Sono tre le città che si contengono la paternità dei tortellini: Bologna, Modena e Castelfranco Emilia. Una cosa è certa, i tortellini sono nati in Emilia-Romagna. Secondo la nostra tradizione, i tortellini vanno cotti e mangiati rigorosamente in un buon brodo di carne di manzo e di cappone o gallina. Il brodo contribuisce ad esaltare il sapore il ripieno dei tortellini, rendendo più gustoso il piatto. In alcune varianti regionali i tortellini sono conditi con ragù, mentre è più recente seppur abbastanza diffuso l’uso della panna.

Ma come è preparato il ripieno di questa deliziosa pasta fresca? La tradizione vuole un ripieno fatto con lombo di maiale, prosciutto crudo, mortadella di Bologna, Parmigiano-Reggiano, uova e noce moscata. Ovviamente, a seconda della regione ci sono diverse rivisitazioni. Voi quale ricetta preferite?

Leggende e curiosità

Le prime tracce del tortellino risalgono a una pergamena del 1112 d.C., sapevate che il suo nome deriva dal diminutivo di “tortello” che a sua volta si rifà alla parola “torta”? L’odierno tortellino nasce in un ambiente povero: veniva creato per “riciclare” la carne avanzata dalla tavola dei nobili ricchi.

Sull’origine di questo piatto esistono diverse leggende che riportano la sua nascita a Castelfranco Emilia, paese fra Bologna e Modena.

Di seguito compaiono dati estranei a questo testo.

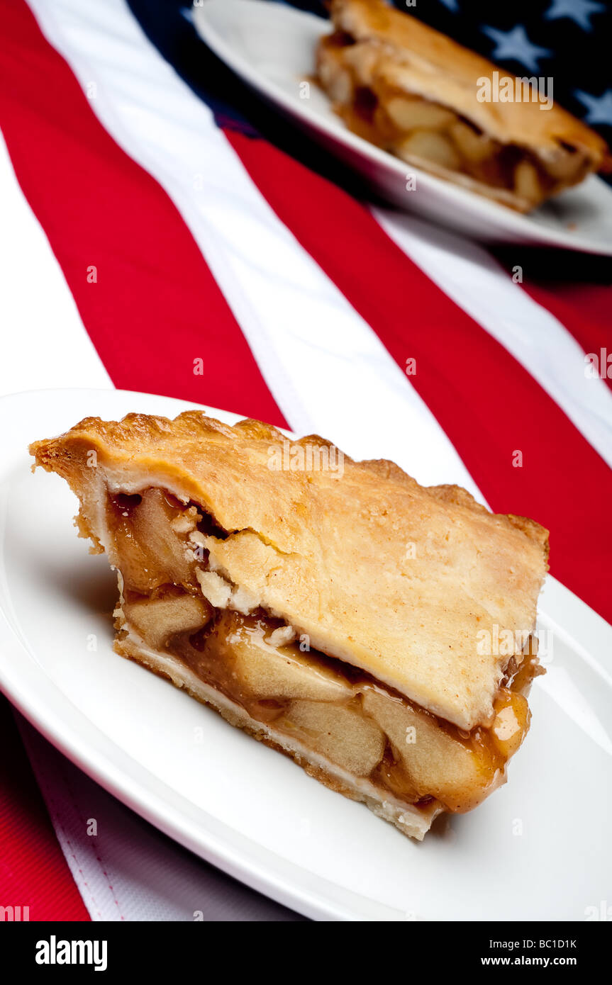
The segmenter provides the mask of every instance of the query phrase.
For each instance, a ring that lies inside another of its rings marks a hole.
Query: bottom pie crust
[[[174,687],[184,689],[191,697],[218,711],[231,725],[243,729],[258,742],[289,755],[309,776],[331,790],[365,804],[378,818],[394,824],[403,834],[422,841],[434,819],[444,810],[435,800],[416,808],[395,800],[387,792],[384,797],[381,796],[380,790],[370,780],[352,776],[324,756],[307,750],[298,740],[251,718],[239,704],[201,681],[181,660],[152,650],[128,624],[124,624],[123,630],[124,634],[114,642],[114,649],[118,654],[142,664],[170,681]]]

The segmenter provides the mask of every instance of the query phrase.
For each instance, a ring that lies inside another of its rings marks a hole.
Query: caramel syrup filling
[[[123,578],[122,631],[180,659],[252,719],[417,807],[437,800],[462,813],[503,780],[529,725],[531,653],[512,658],[491,726],[463,732],[367,673],[290,640],[291,629],[263,610],[213,607],[196,575],[206,569],[205,552],[198,556],[189,537],[227,533],[200,507],[148,489],[109,496],[106,516],[108,553]]]
[[[371,143],[403,160],[421,159],[507,189],[530,205],[587,173],[588,162],[573,147],[561,145],[555,161],[545,163],[488,137],[447,106],[394,88],[369,64],[370,52],[375,47],[369,49],[367,42],[330,34],[321,41],[318,80],[348,128]]]

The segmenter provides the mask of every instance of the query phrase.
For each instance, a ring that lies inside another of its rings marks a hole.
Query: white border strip
[[[1,135],[0,216],[0,395],[52,386],[112,387]]]
[[[178,208],[292,429],[482,499],[375,333],[280,222],[122,0],[30,3],[83,88],[96,84],[102,125]]]
[[[483,246],[412,216],[372,211],[400,249],[524,366],[612,467],[612,393],[602,379],[584,374],[584,353],[572,333]]]

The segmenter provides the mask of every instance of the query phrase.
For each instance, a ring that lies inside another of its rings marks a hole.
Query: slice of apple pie
[[[319,83],[351,130],[408,164],[520,212],[610,169],[605,141],[539,80],[498,72],[384,0],[331,0],[331,18]]]
[[[199,411],[31,452],[117,570],[118,653],[419,839],[504,781],[539,671],[537,523]]]

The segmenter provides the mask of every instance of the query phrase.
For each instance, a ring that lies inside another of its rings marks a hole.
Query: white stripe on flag
[[[414,217],[372,211],[404,253],[531,373],[612,466],[612,393],[602,379],[586,377],[584,353],[571,332],[483,246]]]
[[[354,457],[393,458],[426,485],[454,482],[482,498],[375,333],[280,222],[210,109],[125,4],[31,6],[81,85],[96,83],[91,104],[102,125],[178,208],[293,429],[330,436]]]
[[[111,387],[1,135],[0,216],[0,395]]]

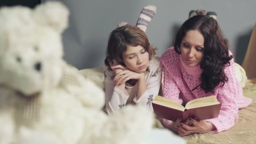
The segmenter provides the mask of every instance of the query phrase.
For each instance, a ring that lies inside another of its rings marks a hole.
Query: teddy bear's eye
[[[34,50],[35,51],[37,51],[38,50],[39,50],[39,48],[37,46],[35,46],[35,47],[34,47]]]
[[[21,61],[21,58],[19,56],[16,58],[16,60],[17,60],[17,61],[19,62]]]

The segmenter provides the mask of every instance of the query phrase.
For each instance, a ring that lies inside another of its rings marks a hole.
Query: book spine
[[[183,117],[183,112],[170,107],[152,103],[153,109],[158,117],[175,121],[178,118]]]

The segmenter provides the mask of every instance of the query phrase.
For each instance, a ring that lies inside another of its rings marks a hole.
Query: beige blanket
[[[104,75],[101,68],[85,69],[80,70],[80,72],[104,88]],[[235,126],[228,131],[218,133],[184,136],[188,144],[256,144],[256,80],[248,80],[245,84],[244,95],[252,99],[253,102],[248,107],[239,110],[239,120]],[[157,120],[155,127],[163,128]]]
[[[244,96],[253,102],[248,107],[239,110],[239,118],[235,126],[218,133],[196,134],[184,136],[188,144],[256,144],[256,83],[248,81],[243,88]],[[163,128],[157,120],[155,126]]]

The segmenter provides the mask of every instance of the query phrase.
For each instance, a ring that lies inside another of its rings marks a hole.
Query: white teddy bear
[[[50,1],[0,9],[0,144],[136,144],[148,108],[101,110],[104,93],[62,59],[69,11]]]

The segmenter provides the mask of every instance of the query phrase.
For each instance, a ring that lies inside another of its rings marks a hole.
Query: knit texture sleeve
[[[218,133],[227,130],[232,127],[238,120],[237,101],[240,93],[237,88],[233,60],[231,61],[230,66],[224,67],[224,72],[228,81],[225,83],[223,87],[219,86],[214,90],[221,107],[218,117],[205,120],[211,123],[216,128],[211,132]]]

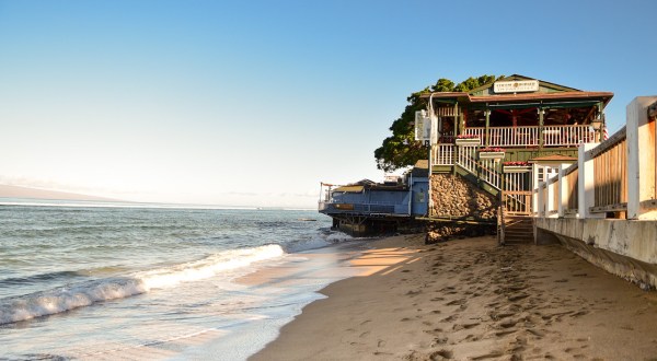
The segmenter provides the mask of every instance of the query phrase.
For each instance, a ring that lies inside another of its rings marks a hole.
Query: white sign
[[[538,80],[497,81],[493,84],[495,93],[538,92]]]

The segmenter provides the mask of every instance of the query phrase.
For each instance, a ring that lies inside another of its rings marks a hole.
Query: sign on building
[[[539,81],[538,80],[496,81],[493,84],[493,91],[495,93],[538,92],[539,91]]]
[[[426,110],[415,112],[415,140],[431,139],[431,119]]]

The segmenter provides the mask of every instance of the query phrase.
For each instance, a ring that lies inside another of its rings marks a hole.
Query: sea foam
[[[200,260],[166,268],[81,282],[23,296],[0,300],[0,325],[53,315],[96,302],[123,299],[153,289],[199,281],[253,263],[285,255],[279,245],[220,252]]]

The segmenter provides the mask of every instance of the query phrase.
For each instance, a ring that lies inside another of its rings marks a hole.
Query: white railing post
[[[539,188],[537,191],[537,196],[538,196],[538,213],[539,213],[539,218],[545,218],[545,197],[544,197],[544,193],[543,193],[543,186],[545,185],[545,182],[541,182],[539,183]]]
[[[568,207],[568,185],[567,177],[565,176],[565,167],[558,170],[558,218],[566,216],[565,209]]]
[[[577,154],[578,167],[577,174],[578,189],[578,214],[579,218],[604,218],[604,213],[591,213],[589,208],[596,205],[596,179],[593,160],[588,159],[586,152],[598,147],[599,143],[581,143],[579,144],[579,153]]]
[[[641,202],[656,198],[655,120],[648,119],[648,106],[657,96],[637,96],[627,112],[627,219],[656,220],[657,209],[644,210]]]

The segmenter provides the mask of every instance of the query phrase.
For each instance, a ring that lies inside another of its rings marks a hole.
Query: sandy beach
[[[657,360],[655,292],[561,245],[422,241],[368,243],[250,360]]]

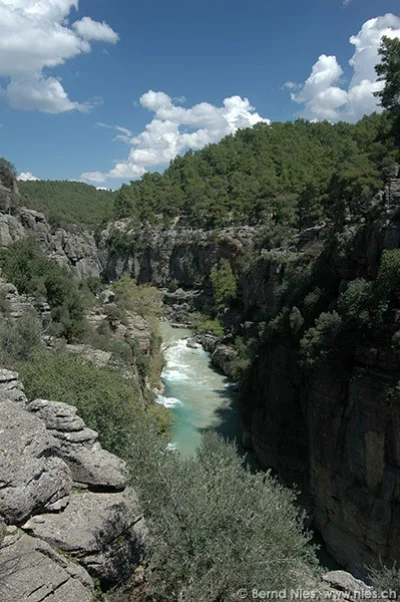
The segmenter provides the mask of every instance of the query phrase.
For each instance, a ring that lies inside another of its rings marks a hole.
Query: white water
[[[232,383],[212,368],[204,349],[187,346],[193,334],[190,330],[163,322],[161,333],[165,392],[157,401],[173,411],[172,445],[189,455],[196,450],[205,429],[214,428],[230,438],[236,435],[238,412]]]

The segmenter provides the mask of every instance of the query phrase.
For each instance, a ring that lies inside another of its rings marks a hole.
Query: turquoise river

Una tra queste attribuisce la creazione dei tortellini in brodo al proprietario di una locanda che rimase talmente colpito dall’ombelico di una nobildonna da volerlo riprodurre in un’opera culinaria. Un’altra variante della storia, molto simile, trae spunto invece che dall’ombelico di una nobildonna, da quello della dea Venere.